In fact, we could be in a long stretch of time when this equilibrium rate has fallen compared to 1995-2020. And the actual colossal US fiscal debts and deficits do not contradict that conclusion. Record high US government debt financed eventually by different forms of crushing taxation— including crucially painful periodic levying of inflation tax and other forms of monetary taxation—are hardly a recipe for economic dynamism. Rather, these are the tell-tale features of once prosperous empires in terminal decline.
Government Regulations Stifle Growth
A distinctly non-dynamic scenario looms in the probabilistic future for the US and for much of the world economy in the aftermath of the Great Monetary Inflations through 1995-2024. Malinvestment in all its dimensions comes home to roost. Yes, artificial intelligence (AI) could be a spur to growth if indeed the forces of innovation turn out to be under the control of well-functioning invisible hands which find and develop new paths of economic fortune into the forest of the unknown. All of that is far from certain.
The now-long experience of digital technological revolution with its special characteristics—winner take all, suppression of free entry, corrosion of property (including data) rights)—argues for caution. The revolution has not been a great motor for living standards in general across the advanced economies, in contrast to undoubted gains for the developing economies as derived especially from the revolution in global supply chains.

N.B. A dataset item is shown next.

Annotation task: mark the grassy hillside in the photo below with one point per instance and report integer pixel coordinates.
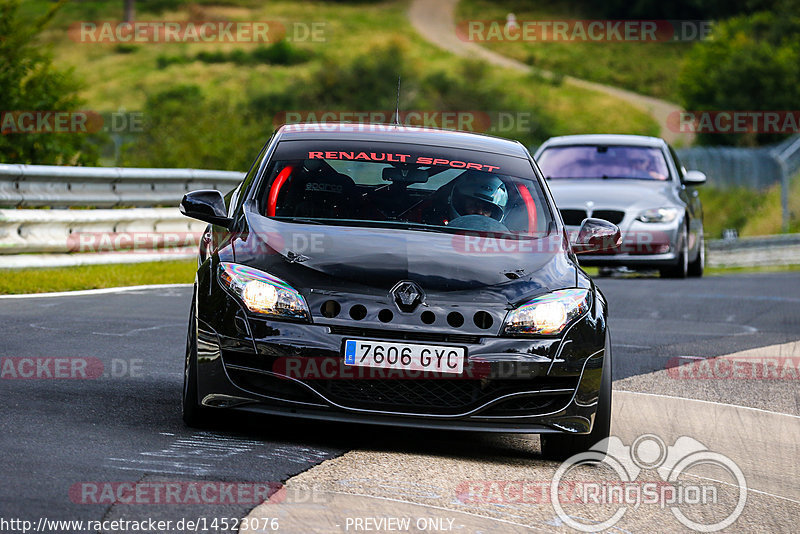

And then we have the dismal prospects in the world’s second largest economy, China. Under unreformed statism and heavy financial repression where fears of future poverty—especially in old age—propel savings to record levels, this economy’s net surplus in goods and services trade with the rest of the world becomes hyper-giant. Massive flows of capital exports out of China are the corollary, bearing down on the global equilibrium level of interest rates.
A Dangerous Landscape Ahead
Time to call a spade a spade: when thinking slow rather than fast about inflation threat we should realize the concept of an “equilibrium interest rate” is of limited, if any, aid to our economic understanding—never mind the persistent popularity which it has enjoyed under fiat money regimes. Yes, in today’s unanchored monetary system central banks make key judgements about the policy rate’s relationship to the so-called neutral rate but much if not all of this is bogus – symptomatic of the present dark age of money.

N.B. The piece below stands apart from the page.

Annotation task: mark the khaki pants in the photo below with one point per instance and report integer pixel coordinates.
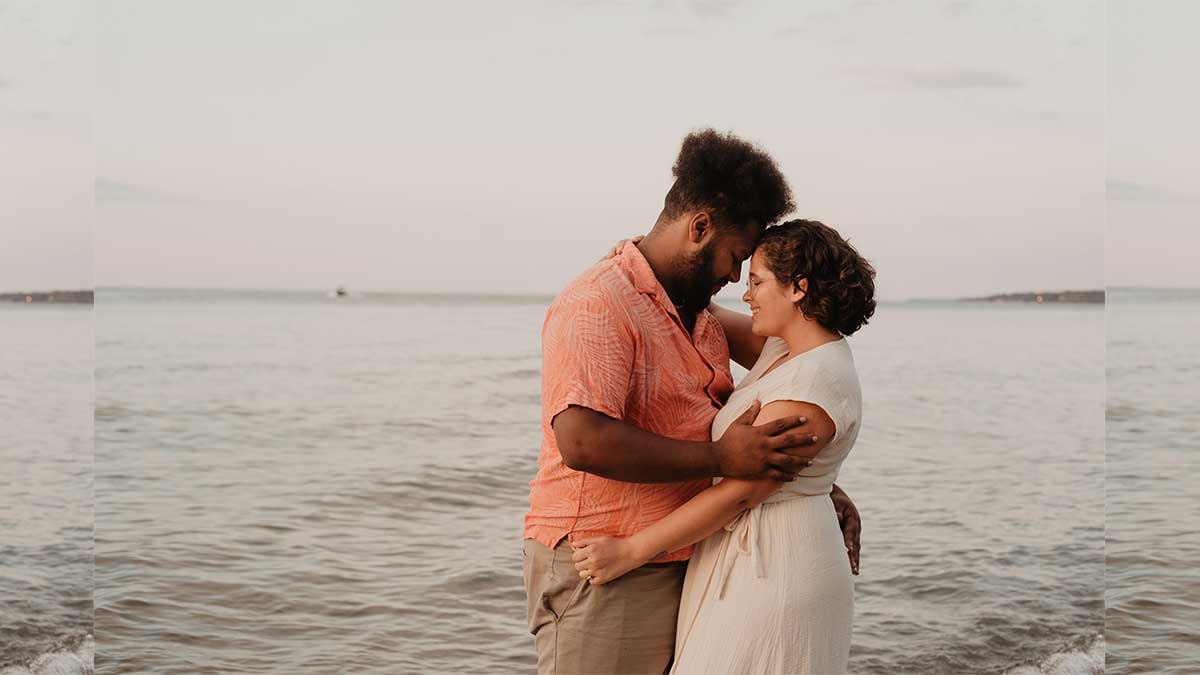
(625, 626)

Yet there is no prospect of monetary systems moving away from the present diktat of policy rates as set by the Fed. A falling trend of the policy rate, notwithstanding the protests of Professor Summers on Bloomberg TV, would tell us that the present celebration of US economic dynamism is ignoring deep counterforces at work.

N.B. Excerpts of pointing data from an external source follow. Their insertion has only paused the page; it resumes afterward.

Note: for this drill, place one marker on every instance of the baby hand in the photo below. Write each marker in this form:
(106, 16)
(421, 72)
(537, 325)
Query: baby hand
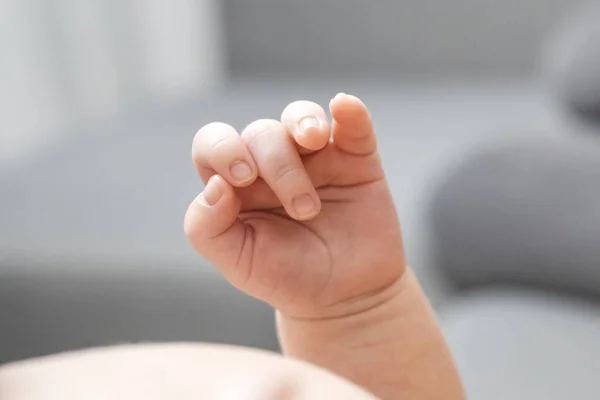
(297, 212)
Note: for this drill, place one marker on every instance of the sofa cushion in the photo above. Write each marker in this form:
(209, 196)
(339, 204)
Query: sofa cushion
(571, 65)
(512, 344)
(524, 212)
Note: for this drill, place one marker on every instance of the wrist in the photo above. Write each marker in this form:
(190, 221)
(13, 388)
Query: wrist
(394, 348)
(365, 320)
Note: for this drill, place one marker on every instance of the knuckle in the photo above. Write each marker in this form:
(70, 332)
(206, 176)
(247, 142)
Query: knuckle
(283, 171)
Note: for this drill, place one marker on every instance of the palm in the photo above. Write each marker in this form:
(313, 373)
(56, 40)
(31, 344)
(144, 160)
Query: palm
(266, 233)
(330, 258)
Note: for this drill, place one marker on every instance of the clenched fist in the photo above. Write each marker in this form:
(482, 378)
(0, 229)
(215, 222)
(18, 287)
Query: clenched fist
(297, 212)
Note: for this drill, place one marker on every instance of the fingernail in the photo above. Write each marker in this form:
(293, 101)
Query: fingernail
(212, 192)
(307, 123)
(304, 205)
(241, 171)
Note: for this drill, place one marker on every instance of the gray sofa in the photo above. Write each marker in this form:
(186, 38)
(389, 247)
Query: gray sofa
(499, 213)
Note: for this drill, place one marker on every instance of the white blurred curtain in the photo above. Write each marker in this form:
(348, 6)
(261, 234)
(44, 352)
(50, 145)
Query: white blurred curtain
(64, 62)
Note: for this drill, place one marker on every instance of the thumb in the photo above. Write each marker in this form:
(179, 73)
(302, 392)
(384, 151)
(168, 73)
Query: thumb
(212, 225)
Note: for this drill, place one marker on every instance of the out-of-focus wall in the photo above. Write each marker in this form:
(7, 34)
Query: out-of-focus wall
(397, 38)
(66, 62)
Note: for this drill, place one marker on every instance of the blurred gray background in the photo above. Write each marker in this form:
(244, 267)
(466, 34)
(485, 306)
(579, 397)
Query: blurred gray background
(482, 110)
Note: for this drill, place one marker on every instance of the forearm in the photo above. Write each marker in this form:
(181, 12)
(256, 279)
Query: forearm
(395, 348)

Would this mean a less inflationary future than many now fear? No. But the high inflation ahead is likely to come in spurts of combustion—prices generally veering upwards and by far in response to supply shocks which meet with no monetary system resistance. And when the supply shocks go into reverse the Fed takes advantage of the situation to empower monetary inflation rather than allow prices to fall back in general back towards their pre-shock level.
Examples of such potential supply shocks include geo-political disruptions, pandemics, famine and other misfortunes sprung by Mother Nature, internal social and political chaos, and fiscal explosion. In effect we should expect Big Government including its Central Bank to fully exploit these episodes for the opportunity to levy bouts of painful inflation tax and so roll-back at least temporarily an inexorable growth in the real amount of its outstanding debt.